Can Art bridge the gap?

homunculus |həˈmə ng kyələs; hō-|noun ( pl. -li |-ˌlī| or -les |-ˌlēz|)

a very small human or humanoid creature.

ORIGIN mid 17th cent.: from Latin, diminutive of homo, homin- ‘man.’

This term came into focus when I visited a gallery in Madrid 7 years ago and encountered an emotionally charged work by Manolo Millares, one of the most important artists of Informalismo/ Arte Povera. After World War II, destruction and decay made its presence felt in society and therefore in art. Europe was shattered, and Art forced to record and reflect the horrors of the WWII. The homunculus, a symbol of degraded human body, is seen as an icon of suffering in Spain, torn apart by civil war. Manolo Millares paintings speaks of degradation of the human being. His work is a metaphor for the irrationality and cruelty of the human condition.

“When you compare life in Libya and the sea journey, you take your chance on the sea journey. If you die at sea, then so be it.”  Fedussa, 20

“It was a horrific sight, people desperately clinging to life belts, boats, and anything they could, fighting for their lives, amidst people drowning, and those who had already died,”

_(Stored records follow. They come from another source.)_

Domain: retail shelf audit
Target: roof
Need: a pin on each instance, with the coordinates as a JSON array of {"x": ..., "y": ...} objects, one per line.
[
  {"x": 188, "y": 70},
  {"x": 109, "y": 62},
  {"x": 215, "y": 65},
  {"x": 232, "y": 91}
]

Juan Matias, rescue co-ordinator, Italy

I feel, 70 years after the Wars, the ‘homunculus’ needs to appear again. This time artists need to reflect on the state of the human ..a body ravaged by rape, torture, starvation and sickness, the result of modern day conflicts rising from religious wars and racial persecution. Can the human body and spirit survive given the tough choices between immediate and eventual death?  Many consider themselves lucky and fortunate to survive and live a lifetime in refugee camps and tents with no promise of a better future.

Countries like Britain and France who have strived hard to achieve balance in structure and accountability are now faced with this major humanitarian crisis and finding it difficult to maintain equanimity between the economics and the ‘human’ aspect of the migrant crisis.

Modern times are becoming characterised by a growing deep chasm between the developed and undeveloped countries of the world.  Can Art bridge that gap?